Although an environmental travesty, we accept this practice while the mine is operating, because water levels are monitored and held to allow mining operations to continue safely. Visible oil in tunnels and walkways are covered with fresh soil to prevent accidents. Unfortunately, water contaminated with hydrocarbons inevitably finds its way into man made underground lakes or dams for reuse. Often, when the oil content of these water gathering areas becomes too contaminated, further problems ensue, not only for the environment, but in some cases the dirty water affects the ore extraction process itself. The very reason for the mines existence!
Let’s consider what happens when the mine shuts down its operation. In many instances the mine slowly fills with water, the water comes into contact with hydrocarbon-contaminated soils on road- ways and workshops,and the whole body of water then becomes contaminated and unfit for human and animal use. Often, lower aquifers (now contaminated with oil and grease) come in contact with upper aquifers, previously protected by impermeable rock or clay lenses, now removed through mining operations. The ground above becomes dead, farmer’s orchards and crops start to die off, both unseen and visible plant and animal life suffers, and once-fertile ground becomes barren.
One could ask “is there hope for the future? Something to mitigate the damage done and over time reverse the damaged environment?” The answer is yes, there is.
To fix an environmental problem, it is always best to start at the source of the problem.
Various specialised greases, lubricating oils and fuels are required in the mining operation and therefore need to be used. Preventing the use of hydrocarbons would be ideal, but impractical to say the least.Using an environmentally friendly, readily biodegradable degreaser to clean vehicles, equipment and workshops right where oil is spilt would seem the way to go. However, the problem is that when the oil is flushed away the heavy oil collects where the water collects. If the oil volume is too much, free oil on the water and emulsified oil in the water will remain. Back to square one!
Something is needed to consume the oil without affecting the recycling of the water for reuse.

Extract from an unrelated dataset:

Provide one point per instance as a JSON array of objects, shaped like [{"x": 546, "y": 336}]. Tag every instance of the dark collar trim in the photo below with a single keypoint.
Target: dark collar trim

Using oil specific microbes is a viable solution to our problem
For cleaning and remediation on site, a pH neutral, environmentally harmless degreaser that has been enriched with oil consuming microbes is ideal. Using this product gets as close to the source of the problem as possible, right where the degreasing and cleaning takes place, allowing close contact with the contamination.
This close contact with the contamination stays intact as the microbes follow the contamination (their food source) all the way to the water gathering point (dam), and continue to operate there.
Using a microbe enriched degreaser starts a remediation process that works its way through the mine. Microbes enjoy the damp conditions found in the mines. Because microbes at some stage plateau out as food sources dry up, using the correct degreaser (as opposed to a solvent or other harsh chemical) on a regular basis will reactivate the vegetative microbes giving them a kick start, so to speak.